No. The central government did not. But the BJP, which runs the central government, did.

During the elections in Bengal, the BJP promised that if elected they would provide free vaccines to all in West Bengal. https://www.indiatoday.in/elections/west-bengal-assembly-polls-2021/story/bjp-says-covid19-vaccine-will-be-free-for-all-in-bengal-1794249-2021-04-23 . This came after the liberalization of vaccination policy. BJP’s campaign promises in Bengal and Bihar regarding vaccines show that the central government never considered it as a healthcare right but as both a carrot and a stick that could be used as to lure and to discipline people during a hot election season.

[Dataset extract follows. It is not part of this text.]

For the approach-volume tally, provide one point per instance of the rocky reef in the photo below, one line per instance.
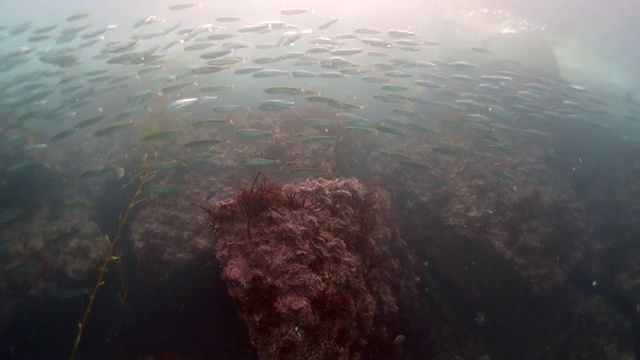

Under its liberalized vaccine policy which came into effect from April 21 (https://www.mohfw.gov.in/pdf/LiberalisedPricingandAcceleratedNationalCovid19VaccinationStrategy2042021.pdf), the centre in association with the multi-billion dollar vaccine businesses in India (Serum Institute of India and Bharat Biotech) has decided that the central government will no longer be supplying vaccines to state governments and private hospitals. Rather, state governments have to buy their doses directly from the manufacturers at a price higher than what the centre pays for the same. The repercussions of such a decision are massive. State governments are now forced to practically bid against each other in the middle of an acute crisis where people are dying by the minute, in order to get more vaccine doses for their states. Private vaccination centres buy doses from the manufacturers at a higher price than state governments but can sell vaccines at their own prices. There is no cap to vaccine pricing. There is a rush to get vaccinated in these centres among the upper and middle classes. Private vaccination centres are charging whatever they can from this populace which can afford to pay thereby increasing the gap between the rich who have been vaccinated and the poor who have not. SII is charging 300 INR per dose of Covishield (originally 400 INR which was reduced under criticism https://www.thehindu.com/news/national/serum-institute-of-india-cuts-covishield-vaccine-price-for-states-to-300-per-dose/article34431403.ece ) and Bharat Biotech is charging 600 INR to state governments. Compare that to what the central government is paying, which is 150 INR per dose to each company. Private facilities are buying Covishield at 600 INR from SII, and Covaxin at 1200 INR from Bharat Biotech. Since these private facilities can sell the vaccines at whatever price they like, Covishield prices in a private facility in West Bengal range from 750 INR to 1100 INR. Covaxin can be bought at 1500 INR at specific hospitals.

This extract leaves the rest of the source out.